BÜRO ORTAMI VE SAĞLIK
24.  Toplum arasında meslek hastalığı olarak nitelenen hastalığın sebepleri nelerdir?
Cevap: Toplum arasında “meslek hastalığı” olarak nitelenen birçok hastalık çalışma şekli, çalışma saati, çalışma ortamının çalışanlara uygunluğu gibi motivasyonu ve verimliliği etkileyen faktörlerdeki olumsuzluklara bağlı olarak ortaya çıkmaktadır.
25.  Çalışma ortamındaki risk etmenleri nelerdir?
Cevap: Çalışma ortamında ağırlık kaldırma, indirme, taşıma, uzanma gibi aktiviteler, özellikle tekrarlamalı ve zorlamalı hareketler, belin ve vücudun yanlış pozisyonda kullanımı, uzun süreli aynı pozisyonda çalışma fiziksel risk etkenlerini oluşturmaktadır.
26.  Büro ortamlarında risklere karşı çalışanlara yönelik olarak işverenler mesul olduğu kadar çalışanlar da mesuldür. Çalışanlar büro ortamlarındaki risklerden korunmak için neler yapmalılar?
Cevap: İş yerlerinde çalışanların sağlığının korunmasıyla ilgili işverenin önemli sorumlulukları vardır, ancak bunun yanında masa başında çalışanların da dikkat emesi gereken bazı durumlar vardır. Çalışanlar da iş yerinde vücudunu doğru pozisyonlarda kullanarak, ortamını kendine uygun hale getirmeye çalışarak, egzersiz ve fiziksel aktivite yaparak belini korumada sorumluluk almalıdır.
Büro ortamında bilgisayarlarda sürekli yazı yazmak ya da çizim yapmak gibi işler tek yönlü dinamik işlerdir. Bu ve benzer işlerde el, kol, omuz ve boyun fazlaca yorulmaktadır. Çalışanlar bu işleri yaparken iş gereği vücudun aldığı konuma dikkat etmezse kronik boyun ve omurga rahatsızlıkları ile karşılaşmaktadır.
Bürolarda çalışan pek çok kişi gün boyunca çalışma ortamının koşulları çerçevesinde büro donanımları ile yoğun bir etkileşim içindedir.

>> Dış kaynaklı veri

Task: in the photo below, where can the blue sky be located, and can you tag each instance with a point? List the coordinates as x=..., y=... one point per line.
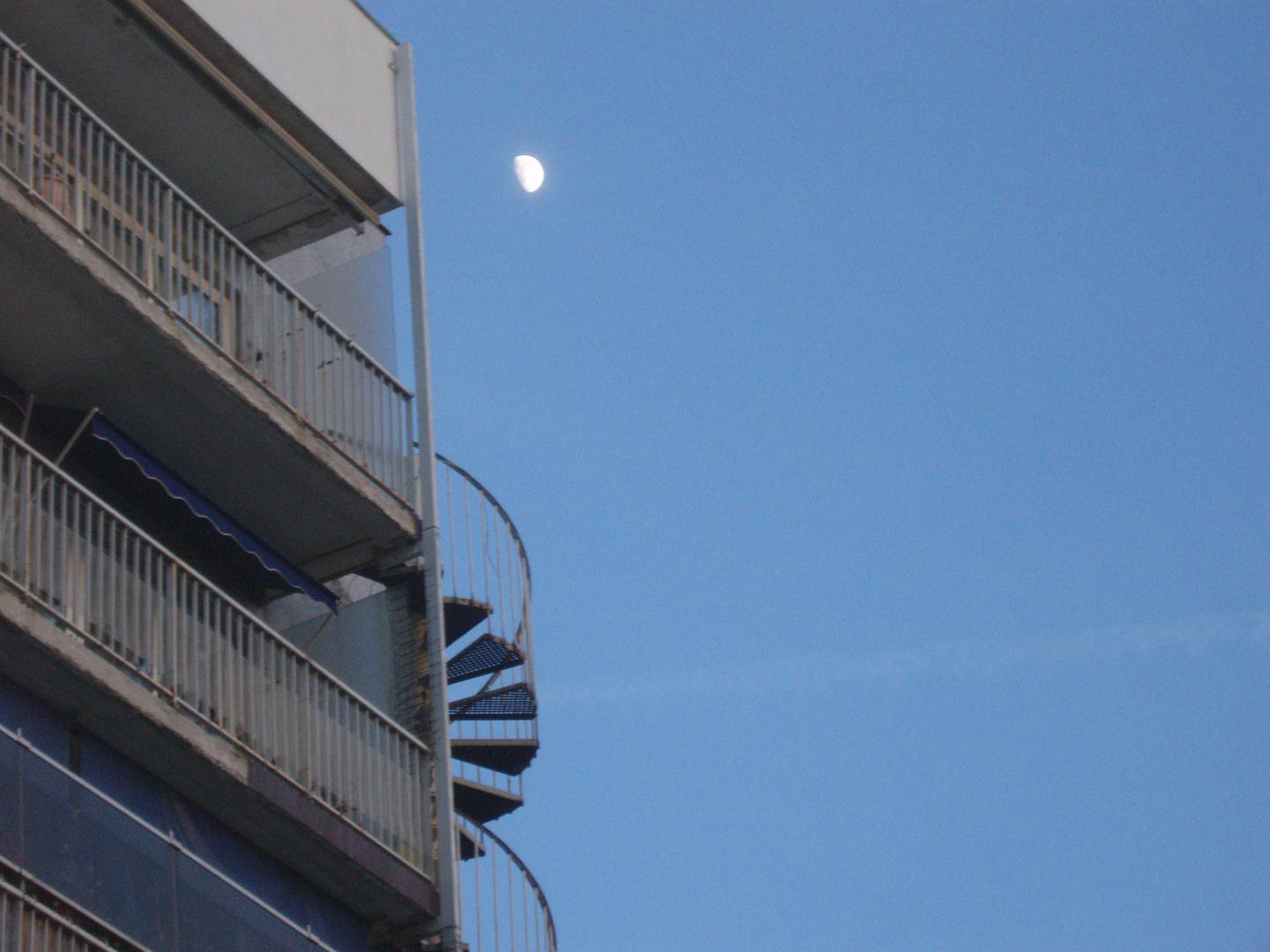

27.  Ekrana bakma sendromu nedir?
Cevap:           Büro donanımları arasında özellikle uzun süreli bilgisayarlar kullanımı “Ekrana Bakma Sendromu” olarak bilinen bir duruma neden olmakta ve bu durum gözlerde ağrı, yorgunluk, rahatsızlık, kızarıklık, bulanık görme ve çift görme gibi bir dizi soruna neden olmaktadır.